Brann felt so prepared that he spent the weekend before the big day exploring the nation’s capital with his then-5-year-old twins.
“I had reached a point where I knew what I was going to say and how I was going to answer the questions, and the rest was out of my control,” he says.
Once he was before the High Court, Justice Kennedy asked a particular question. “As soon as I heard the question, I thought, I just won this case,” he says. “I knew he was with me; that’s it, game over.”
Three months later, Brann earned a 5-4 decision. “As I was arguing the case, I remember thinking there is no place in the world I would rather be,” he says, pausing and adding: “And that’s still true today.”
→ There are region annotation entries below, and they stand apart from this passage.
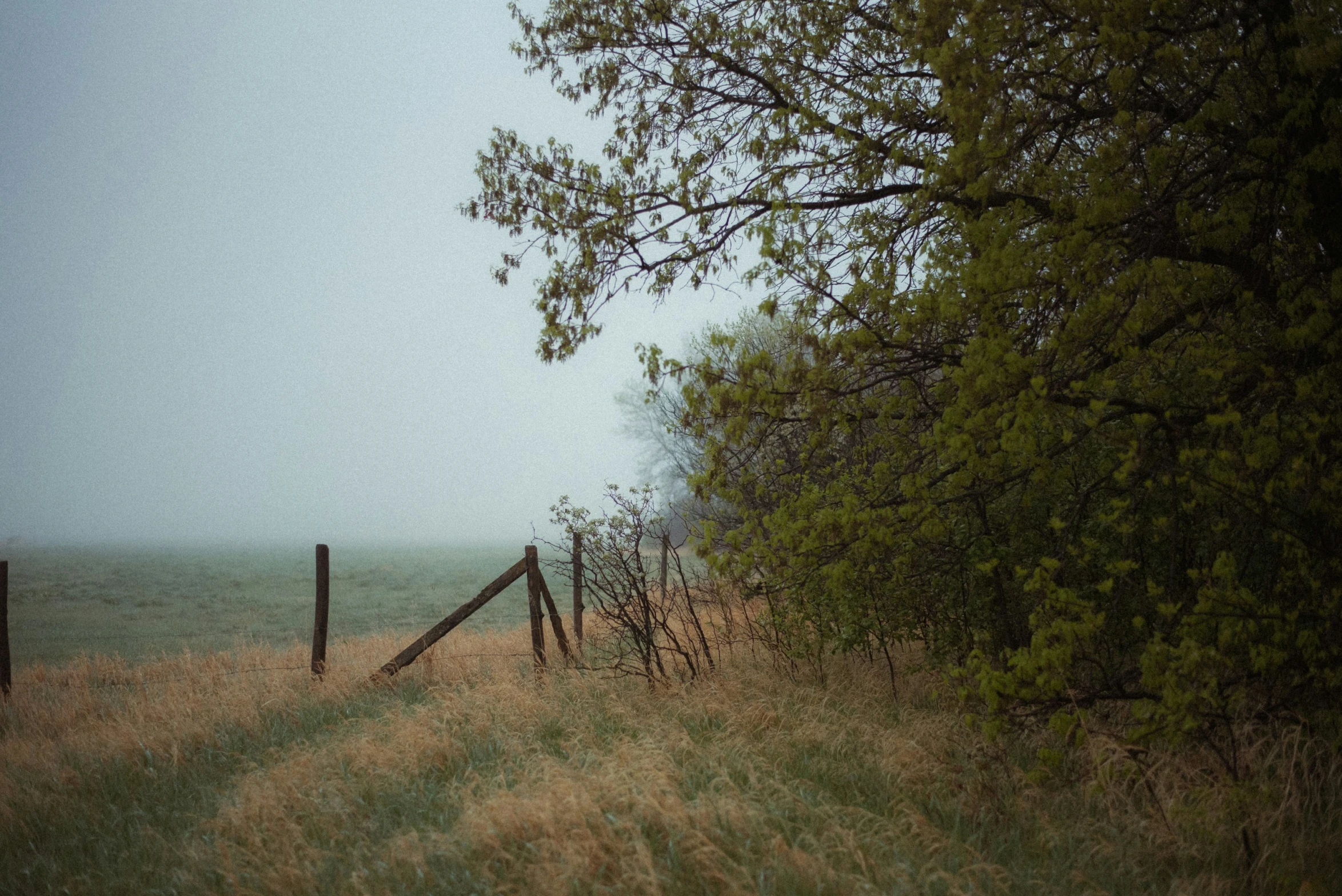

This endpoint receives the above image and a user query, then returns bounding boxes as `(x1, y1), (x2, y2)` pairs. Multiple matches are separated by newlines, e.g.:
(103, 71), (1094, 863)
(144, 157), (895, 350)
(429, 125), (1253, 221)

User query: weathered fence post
(536, 566), (573, 660)
(658, 533), (671, 606)
(526, 545), (545, 672)
(573, 533), (582, 652)
(0, 561), (9, 696)
(313, 545), (331, 676)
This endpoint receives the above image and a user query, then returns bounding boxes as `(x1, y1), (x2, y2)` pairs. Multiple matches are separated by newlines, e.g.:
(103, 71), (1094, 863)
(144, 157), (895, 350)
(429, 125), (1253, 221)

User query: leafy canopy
(466, 0), (1342, 751)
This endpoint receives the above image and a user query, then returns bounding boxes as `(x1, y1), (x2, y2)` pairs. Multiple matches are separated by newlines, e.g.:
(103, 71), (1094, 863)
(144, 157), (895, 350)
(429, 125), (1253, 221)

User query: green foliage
(467, 0), (1342, 756)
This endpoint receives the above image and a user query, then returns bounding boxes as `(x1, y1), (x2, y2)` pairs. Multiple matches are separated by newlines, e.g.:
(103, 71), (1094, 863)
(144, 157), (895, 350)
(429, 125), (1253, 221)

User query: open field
(0, 542), (550, 667)
(0, 617), (1342, 896)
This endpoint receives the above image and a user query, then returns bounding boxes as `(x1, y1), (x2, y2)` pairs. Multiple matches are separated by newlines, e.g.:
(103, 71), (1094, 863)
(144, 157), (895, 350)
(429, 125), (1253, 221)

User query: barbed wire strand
(13, 653), (532, 688)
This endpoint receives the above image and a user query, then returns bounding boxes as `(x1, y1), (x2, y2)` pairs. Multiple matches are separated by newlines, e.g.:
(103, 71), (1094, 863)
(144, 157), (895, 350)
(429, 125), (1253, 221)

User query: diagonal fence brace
(381, 557), (528, 675)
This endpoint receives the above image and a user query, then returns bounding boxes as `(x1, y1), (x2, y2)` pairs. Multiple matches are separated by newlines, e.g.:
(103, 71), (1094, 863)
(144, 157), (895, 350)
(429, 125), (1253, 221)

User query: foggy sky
(0, 0), (741, 543)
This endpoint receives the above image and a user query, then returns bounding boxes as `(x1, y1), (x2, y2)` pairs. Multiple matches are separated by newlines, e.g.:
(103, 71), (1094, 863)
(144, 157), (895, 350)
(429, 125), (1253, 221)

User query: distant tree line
(466, 0), (1342, 773)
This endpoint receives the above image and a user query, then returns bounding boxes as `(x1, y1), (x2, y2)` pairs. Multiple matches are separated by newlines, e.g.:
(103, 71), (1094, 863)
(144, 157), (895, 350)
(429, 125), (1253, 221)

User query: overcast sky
(0, 0), (741, 543)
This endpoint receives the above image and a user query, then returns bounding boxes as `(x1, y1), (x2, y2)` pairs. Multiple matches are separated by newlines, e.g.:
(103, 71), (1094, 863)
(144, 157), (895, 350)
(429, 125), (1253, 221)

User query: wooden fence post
(658, 533), (671, 606)
(525, 545), (545, 672)
(536, 566), (573, 660)
(573, 533), (582, 653)
(0, 561), (9, 696)
(313, 545), (331, 676)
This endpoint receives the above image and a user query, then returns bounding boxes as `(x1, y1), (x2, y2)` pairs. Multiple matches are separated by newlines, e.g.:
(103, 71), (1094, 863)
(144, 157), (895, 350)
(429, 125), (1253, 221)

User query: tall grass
(0, 630), (1342, 895)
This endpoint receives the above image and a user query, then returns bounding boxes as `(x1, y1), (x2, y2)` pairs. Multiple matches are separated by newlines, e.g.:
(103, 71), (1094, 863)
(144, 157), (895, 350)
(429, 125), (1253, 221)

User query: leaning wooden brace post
(536, 567), (573, 660)
(381, 557), (528, 675)
(525, 545), (545, 672)
(313, 545), (331, 675)
(573, 533), (582, 650)
(0, 561), (9, 696)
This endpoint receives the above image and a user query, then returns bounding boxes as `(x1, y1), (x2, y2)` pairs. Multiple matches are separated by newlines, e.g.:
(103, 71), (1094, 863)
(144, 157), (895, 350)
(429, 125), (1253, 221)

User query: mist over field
(0, 3), (741, 546)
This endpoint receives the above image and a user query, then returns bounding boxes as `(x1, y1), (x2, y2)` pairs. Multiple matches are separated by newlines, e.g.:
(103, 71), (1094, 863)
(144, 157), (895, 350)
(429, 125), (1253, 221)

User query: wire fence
(13, 653), (532, 688)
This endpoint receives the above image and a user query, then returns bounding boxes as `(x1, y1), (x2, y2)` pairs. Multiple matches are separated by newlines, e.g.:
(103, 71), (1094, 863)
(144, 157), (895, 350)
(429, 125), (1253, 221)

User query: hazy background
(0, 0), (741, 543)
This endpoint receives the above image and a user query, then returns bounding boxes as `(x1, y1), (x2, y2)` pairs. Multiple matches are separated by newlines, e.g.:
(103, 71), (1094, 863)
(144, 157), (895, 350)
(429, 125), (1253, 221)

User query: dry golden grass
(0, 630), (1342, 895)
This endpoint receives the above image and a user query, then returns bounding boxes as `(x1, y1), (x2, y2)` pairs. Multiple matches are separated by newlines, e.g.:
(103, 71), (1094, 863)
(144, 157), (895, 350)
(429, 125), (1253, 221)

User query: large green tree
(467, 0), (1342, 769)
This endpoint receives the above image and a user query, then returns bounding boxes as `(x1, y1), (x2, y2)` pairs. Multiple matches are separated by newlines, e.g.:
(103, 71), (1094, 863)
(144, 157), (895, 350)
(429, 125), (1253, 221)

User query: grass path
(0, 632), (1342, 896)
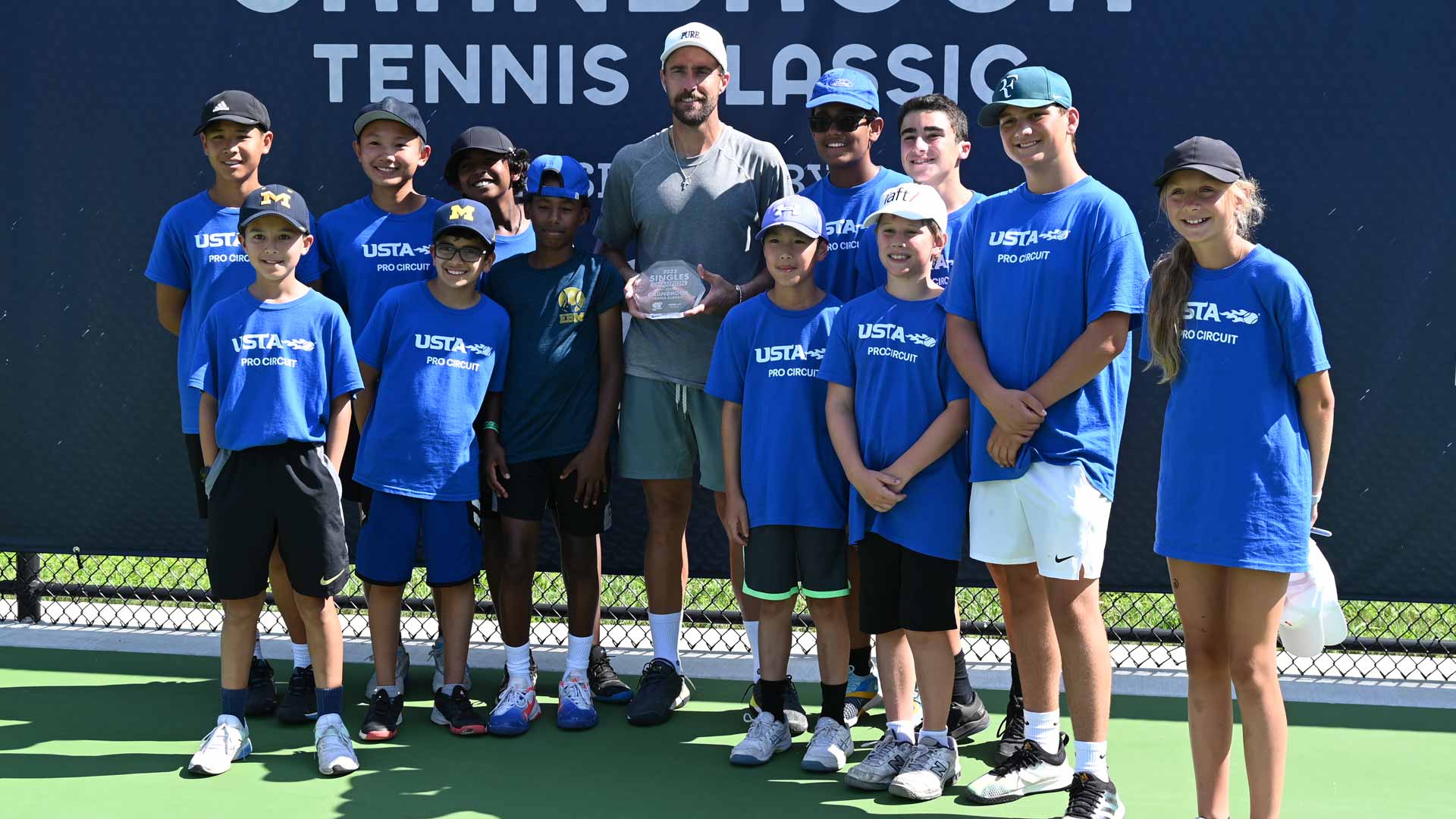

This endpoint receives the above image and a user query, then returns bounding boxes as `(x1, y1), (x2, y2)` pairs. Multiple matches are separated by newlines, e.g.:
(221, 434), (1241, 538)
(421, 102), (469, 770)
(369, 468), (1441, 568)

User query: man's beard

Alden v. Maine at a Glance
Case Number: 527 U.S. 706
Ruling: 5-4 in favor of the state of Maine
Majority: Kennedy, Rehnquist, O’Connor, Scalia, Thomas
Minority: Souter, Stevens, Ginsburg, Breyer
In a nutshell: A group of probation officers in Maine filed suit claiming the state violated the Fair Labor Standards Act of 1938. The case was initially dismissed on the grounds of the state having sovereign immunity from lawsuits, thus setting the stage for the eventual challenge at the Supreme Court.
Justice Kennedy, writing for the majority: “Although the plain meaning of the 11th Amendment is not precise, the history and structure of the Constitution lead to the conclusion that states retain sovereign immunity unless they expressly relinquish it in a certain situation.”
Its legacy: “It continues to be quite important,” Brann says. “I was reading one of the decisions from the last term and there it was, being cited again, almost 20 years later.”